Arte? Blasfêmia! Blasfêmia? Arte!
24/09/14 08:08Bem-vindo a “uma verdadeira Babel de ódio a Deus”.
Virgem Maria ora é travesti, ora está coberta por baratas. Uma das salas se chama “Dios es maricas” (Deus é bicha). Visitantes são convidados a fazer “procissão” dentro de úteros gigantes, onde cortinas vermelhas delimitam “espaços para abortar”.
Daniel Martins, 28, está horrorizado. “É um acinte à religião, ao Deus nosso Senhor. Um guia convidou alunos a assinar uma petição pela abolição do inferno”, afirma à Folha o coordenador da ação jovem do IPCO (Instituto Plinio Corrêa de Oliveira).
O grupo traz no nome o fundador da TFP (Tradição, Família e Propriedade), organização católica conservadora que crê: “Depauperar a família destrói a civilização”.
Agora, querem fazer barulho. Um buzinaço, para ser mais preciso, contra a 31ª Bienal de São Paulo —anunciada oficialmente como a mostra da “transgressão, da transcendência e da “transexualidade”.
Segundo Martins, eles imprimiram 50 mil panfletos para denunciar “aborto, blasfêmia e sacrilégio” na exposição.
Elencam dez momentos que poderão ser vistos por “seu filho, sobrinho ou neto” em excursões de colégios —por isso, incentivam o envio de mensagens de protesto a diretores de escolas paulistanas.
O movimento sugere ainda pressionar o cardeal de São Paulo, Dom Odilo Scherer. Ele deveria se valer “de sua grande influência –que aliás corresponde a sua sagrada missão de pastor– para impedir que esses sacrilégios continuem a ser cometidos em sua jurisdição”.
A assessoria da Arquidiocese paulista diz que dom Odilo visitará em breve a Bienal e, aí, avaliará se cabe tomar alguma posição.
CRUZADA
Cerca de 40 voluntários vêm distribuindo o manifesto pela cidade.
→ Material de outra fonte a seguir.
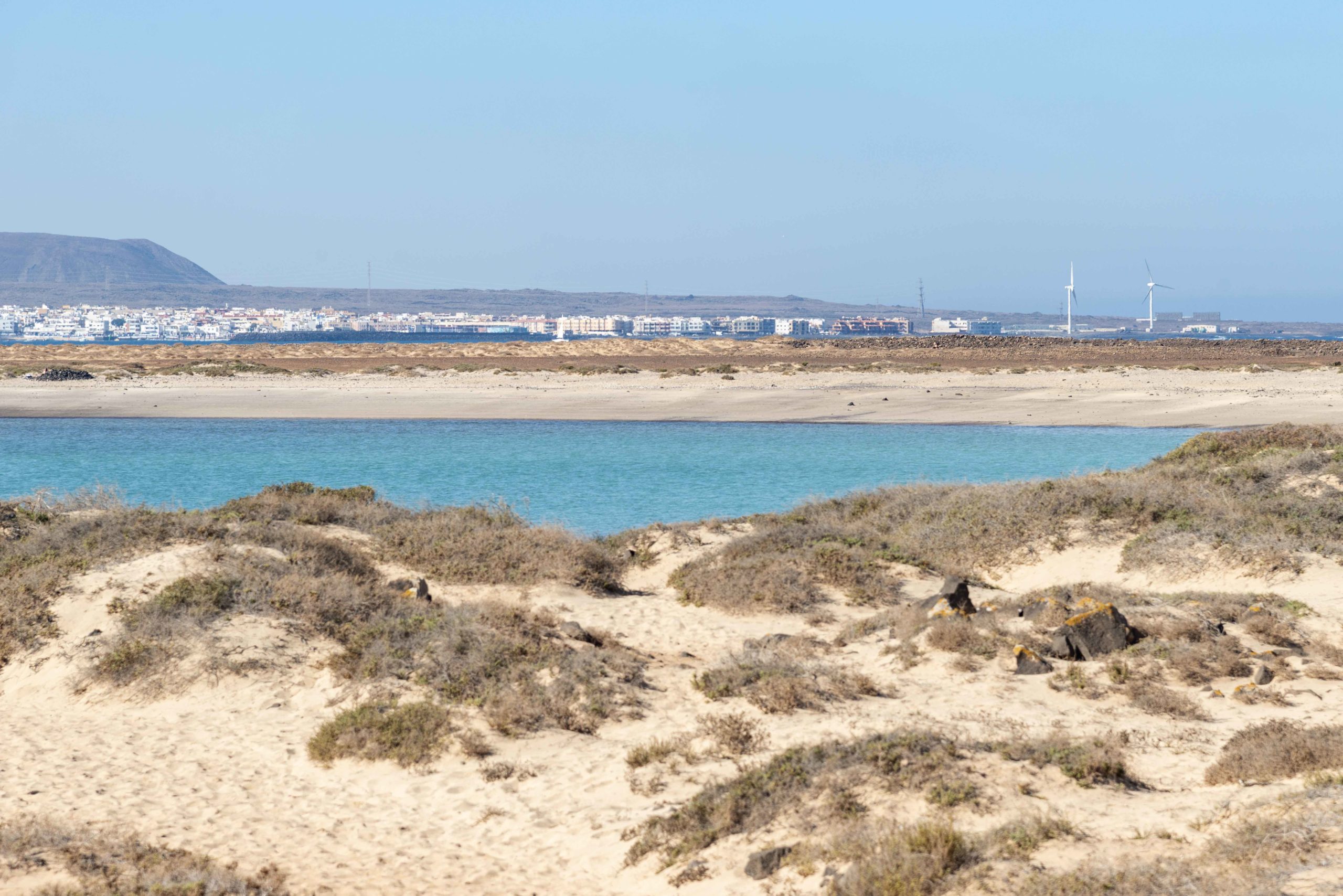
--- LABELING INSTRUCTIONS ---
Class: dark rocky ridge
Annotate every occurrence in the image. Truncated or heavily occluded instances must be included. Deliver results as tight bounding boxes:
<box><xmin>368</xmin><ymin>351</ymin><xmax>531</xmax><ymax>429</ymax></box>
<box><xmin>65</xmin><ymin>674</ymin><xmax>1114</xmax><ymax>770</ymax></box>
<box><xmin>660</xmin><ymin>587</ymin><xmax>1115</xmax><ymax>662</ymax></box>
<box><xmin>0</xmin><ymin>232</ymin><xmax>223</xmax><ymax>286</ymax></box>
Nesta semana, estiveram em frente ao metrô Butantã e à PUC. A avenida Paulista é uma das próximas paradas. “Blasfêmia não é arte, não é ‘liberdade de expressão'”, diz o documento.
O IPCO também gravou um vídeo expondo a “ditadura feminista” do coletivo boliviano “Mujeres Creando”, responsável pela instalação pró-aborto. No material publicado na internet, vários “piiiis” substituem palavrões de mulheres injuriadas com a presença do grupo no pavilhão da Bienal.
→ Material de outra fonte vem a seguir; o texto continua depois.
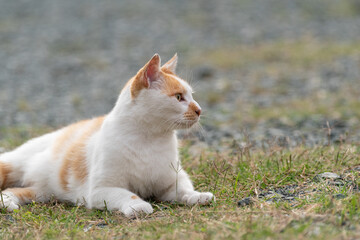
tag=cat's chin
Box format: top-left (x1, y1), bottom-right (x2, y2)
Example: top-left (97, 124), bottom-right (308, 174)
top-left (176, 120), bottom-right (198, 129)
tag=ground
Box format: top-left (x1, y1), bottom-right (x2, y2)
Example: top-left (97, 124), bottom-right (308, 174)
top-left (0, 0), bottom-right (360, 239)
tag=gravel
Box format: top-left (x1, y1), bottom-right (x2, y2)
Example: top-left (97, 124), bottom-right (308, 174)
top-left (0, 0), bottom-right (360, 146)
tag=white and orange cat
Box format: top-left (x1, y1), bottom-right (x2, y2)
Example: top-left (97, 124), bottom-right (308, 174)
top-left (0, 54), bottom-right (214, 218)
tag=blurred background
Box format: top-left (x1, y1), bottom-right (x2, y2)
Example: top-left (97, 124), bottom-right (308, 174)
top-left (0, 0), bottom-right (360, 146)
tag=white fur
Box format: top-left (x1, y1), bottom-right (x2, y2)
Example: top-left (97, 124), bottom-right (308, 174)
top-left (0, 56), bottom-right (213, 218)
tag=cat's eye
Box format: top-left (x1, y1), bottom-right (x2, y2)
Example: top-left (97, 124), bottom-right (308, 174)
top-left (175, 93), bottom-right (184, 102)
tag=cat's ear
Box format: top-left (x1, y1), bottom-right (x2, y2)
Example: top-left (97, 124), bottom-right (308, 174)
top-left (144, 53), bottom-right (161, 85)
top-left (161, 53), bottom-right (177, 73)
top-left (131, 53), bottom-right (161, 98)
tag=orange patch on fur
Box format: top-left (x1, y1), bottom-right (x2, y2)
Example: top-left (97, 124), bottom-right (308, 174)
top-left (0, 162), bottom-right (11, 190)
top-left (184, 103), bottom-right (199, 120)
top-left (162, 72), bottom-right (186, 96)
top-left (6, 188), bottom-right (35, 202)
top-left (53, 120), bottom-right (90, 156)
top-left (60, 116), bottom-right (105, 190)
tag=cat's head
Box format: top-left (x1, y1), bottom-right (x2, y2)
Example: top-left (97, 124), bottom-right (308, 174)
top-left (123, 54), bottom-right (201, 131)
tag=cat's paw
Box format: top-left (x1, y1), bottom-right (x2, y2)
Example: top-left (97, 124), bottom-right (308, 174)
top-left (0, 193), bottom-right (19, 212)
top-left (123, 201), bottom-right (154, 218)
top-left (182, 192), bottom-right (214, 205)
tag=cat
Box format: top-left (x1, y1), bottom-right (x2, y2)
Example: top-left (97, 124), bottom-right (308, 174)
top-left (0, 54), bottom-right (214, 218)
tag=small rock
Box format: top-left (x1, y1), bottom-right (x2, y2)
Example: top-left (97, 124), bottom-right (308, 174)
top-left (284, 197), bottom-right (295, 201)
top-left (238, 197), bottom-right (254, 207)
top-left (5, 215), bottom-right (16, 223)
top-left (195, 66), bottom-right (215, 79)
top-left (316, 172), bottom-right (340, 180)
top-left (96, 222), bottom-right (108, 228)
top-left (333, 193), bottom-right (346, 199)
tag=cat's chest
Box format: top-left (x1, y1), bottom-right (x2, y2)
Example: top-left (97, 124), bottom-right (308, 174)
top-left (124, 141), bottom-right (177, 198)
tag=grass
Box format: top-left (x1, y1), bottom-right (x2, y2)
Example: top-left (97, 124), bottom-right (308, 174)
top-left (0, 128), bottom-right (360, 239)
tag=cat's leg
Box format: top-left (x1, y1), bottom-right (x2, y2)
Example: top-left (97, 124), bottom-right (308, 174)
top-left (158, 170), bottom-right (214, 205)
top-left (89, 187), bottom-right (153, 218)
top-left (0, 187), bottom-right (36, 212)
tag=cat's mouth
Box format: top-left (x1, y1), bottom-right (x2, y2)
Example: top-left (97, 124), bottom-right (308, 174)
top-left (176, 118), bottom-right (199, 129)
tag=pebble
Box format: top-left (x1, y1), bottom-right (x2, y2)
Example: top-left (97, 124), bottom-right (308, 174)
top-left (316, 172), bottom-right (341, 180)
top-left (333, 193), bottom-right (346, 199)
top-left (238, 197), bottom-right (254, 207)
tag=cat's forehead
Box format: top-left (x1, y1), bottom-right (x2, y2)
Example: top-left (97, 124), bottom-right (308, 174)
top-left (162, 73), bottom-right (192, 96)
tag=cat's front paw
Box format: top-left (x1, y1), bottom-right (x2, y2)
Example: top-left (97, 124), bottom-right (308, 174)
top-left (182, 192), bottom-right (214, 205)
top-left (123, 201), bottom-right (154, 218)
top-left (0, 193), bottom-right (19, 212)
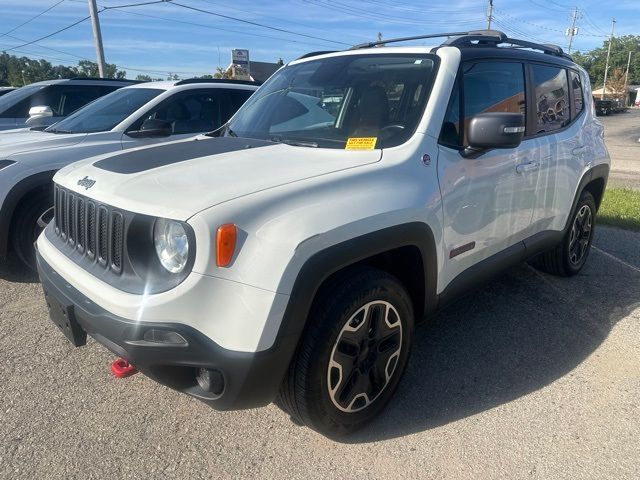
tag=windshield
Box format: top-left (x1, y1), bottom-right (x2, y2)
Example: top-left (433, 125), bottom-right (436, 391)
top-left (45, 87), bottom-right (165, 133)
top-left (0, 85), bottom-right (47, 114)
top-left (221, 54), bottom-right (435, 149)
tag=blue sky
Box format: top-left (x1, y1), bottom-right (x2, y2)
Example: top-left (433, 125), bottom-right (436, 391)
top-left (0, 0), bottom-right (640, 78)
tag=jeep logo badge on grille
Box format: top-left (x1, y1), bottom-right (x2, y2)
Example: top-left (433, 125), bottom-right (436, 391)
top-left (78, 175), bottom-right (96, 190)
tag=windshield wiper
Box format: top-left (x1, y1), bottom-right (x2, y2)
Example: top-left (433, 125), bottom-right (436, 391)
top-left (45, 128), bottom-right (73, 133)
top-left (205, 123), bottom-right (238, 137)
top-left (270, 136), bottom-right (318, 148)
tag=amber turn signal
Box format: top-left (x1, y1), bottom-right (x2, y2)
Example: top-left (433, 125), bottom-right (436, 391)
top-left (216, 223), bottom-right (238, 267)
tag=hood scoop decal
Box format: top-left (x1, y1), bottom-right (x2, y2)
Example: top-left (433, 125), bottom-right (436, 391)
top-left (93, 137), bottom-right (277, 174)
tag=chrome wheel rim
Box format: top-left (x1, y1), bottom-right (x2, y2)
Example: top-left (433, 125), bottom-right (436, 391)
top-left (327, 300), bottom-right (402, 413)
top-left (569, 205), bottom-right (593, 266)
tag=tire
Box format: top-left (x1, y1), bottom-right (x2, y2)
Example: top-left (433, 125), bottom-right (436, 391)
top-left (276, 267), bottom-right (414, 438)
top-left (10, 190), bottom-right (53, 272)
top-left (533, 190), bottom-right (596, 277)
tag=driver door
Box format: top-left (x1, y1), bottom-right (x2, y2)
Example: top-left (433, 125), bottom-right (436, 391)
top-left (438, 60), bottom-right (538, 286)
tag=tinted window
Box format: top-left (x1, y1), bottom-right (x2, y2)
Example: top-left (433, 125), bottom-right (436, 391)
top-left (47, 88), bottom-right (164, 133)
top-left (531, 65), bottom-right (571, 133)
top-left (440, 62), bottom-right (526, 146)
top-left (569, 70), bottom-right (584, 117)
top-left (226, 54), bottom-right (434, 149)
top-left (3, 84), bottom-right (118, 118)
top-left (132, 88), bottom-right (251, 134)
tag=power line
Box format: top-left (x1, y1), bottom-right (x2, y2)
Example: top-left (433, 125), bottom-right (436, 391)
top-left (170, 1), bottom-right (350, 46)
top-left (0, 0), bottom-right (64, 37)
top-left (5, 17), bottom-right (91, 52)
top-left (102, 4), bottom-right (344, 47)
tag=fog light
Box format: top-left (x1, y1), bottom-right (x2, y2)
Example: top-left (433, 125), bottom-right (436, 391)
top-left (142, 328), bottom-right (189, 345)
top-left (196, 368), bottom-right (224, 395)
A mentira tem oito pernas curtas para Martins. Na sua opinião, a exposição já mostrou a que veio ao eleger como símbolo desenho “de um hindu” (o indiano Prabhakar Pachpute): a torre de Babel movida por oito perninhas.
Para a equipe de curadores da Bienal, “a arte reflete sobre questões que afetam a vida das pessoas”.
“Falar de coisas complexas, invisíveis ou apagadas é fundamental. Acreditamos que o debate publico que esta surgindo é importante para tratar de assuntos tão delicados como o direito das mulheres de tomar decisões sobre os seus próprios corpos, a questão da liberdade sexual e o lugar e papel da religião e da fé na nossa sociedade.”